The collection and transmission of the survivors’ data, which encompassed 20 unnecessary data fields including full addresses, financial institution names, electronic funds transfer numbers and bank transit numbers, placed survivors seeking disaster-related housing under the TSA program at increased risk of identity theft and fraud. After sanitizing the unnecessary data from the contractor’s systems and after deploying a joint assessment team of cybersecurity personnel to the contractor’s facilities, FEMA discovered 11 security vulnerabilities in the contractor’s network, only four of which had been remediated as of March 2019. The contractor is developing remediation plans for the remaining seven vulnerabilities, which won’t be fully implemented until June 30, 2020.

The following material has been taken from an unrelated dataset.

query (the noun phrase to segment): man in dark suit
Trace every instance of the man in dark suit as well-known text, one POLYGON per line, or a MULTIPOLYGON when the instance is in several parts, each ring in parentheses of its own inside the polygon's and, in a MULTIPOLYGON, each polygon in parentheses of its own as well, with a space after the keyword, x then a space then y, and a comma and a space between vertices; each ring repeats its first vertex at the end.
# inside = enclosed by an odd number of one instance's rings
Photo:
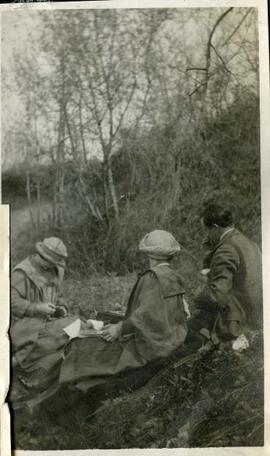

(Although we identified CLC as the contractor in early April, Dave Gershgorn at Quartz first went public with the contractor’s name on April 9 in this piece. We identified the parent company of CLC in the exact same manner as Gershgorn: through a search of the federal contracts database administer by GSA.)

Under the contract, CLC provides lodging negotiations and management services for the federal government, allowing agencies to centrally source, manage, pay, audit and report out on their emergency lodging response purchases. CLC has established relationships with more than 15,000 hotels in North America, and seeks to not only serve as a lodging facilitator for the government but also tries to negotiate lower-than-market rates for government clients.

According to its blanket purchase agreement with GSA, under which all eligible government entities can arrange for using CLC to provide emergency lodging, CLC is paid a per-room night fee according to a schedule that starts at $2.88 per room night and drops with bulk discounts, ending with a $1.92 per room night fee for government clients which request more than two million room nights per year. CLC bills the government at cost for the hotel and other lodging facility charges. Lodgers, however, are usually required to provide credit cards for incidental charges and damages to the room, or in some cases pay CLC directly with a government credit card, check or wire transfer.

Does PII and SPII data exposure go beyond FEMA?

According to the GSA’s Federal Procurement Data System (FPDS), CLC has since October 2007 (the earliest entry in the FPDS database) provided lodging services to thirteen different government agencies and 26 sub-agencies of the federal government, including FEMA, which is the largest government client by a wide margin.

The federal government agencies to which CLC has provided lodging services since 2007 include:

  • Corporation for National and Community Service (CNCS)
  • Department of Agriculture (USDA)
  • Department of Commerce (DOC)
  • Department of Defense (DOD)
  • Department of Homeland Security (DHS)
  • Department of Justice (DOJ)
  • Department of Labor (DOL)
  • Department of State (DOS)
  • Department of The Interior (DOI)
  • Department of Transportation (DOT)
  • Department of Veterans Affairs (VA)
  • Environmental Protection Agency (EPA)
  • General Services Administration (GSA)

Although the data from the FPDS is difficult to analyze, since October 2007 the federal government has spent at least an estimated $100 million on CLC’s services, with the total “potential” value of the government award since 2007 worth an estimated $1.9 billion. The vast majority of the government spending on CLC flows to the DHS, with most of that spending accountable by FEMA. However, the U.S. Coast Guard, which operates under DHS, has accounted for at least $11.7 million and potentially up to $66.4 million of DHS’s spending with CLC. U.S. Customs and Border Protection, also operating under DHS, accounted for nearly $400,000 of the department’s total.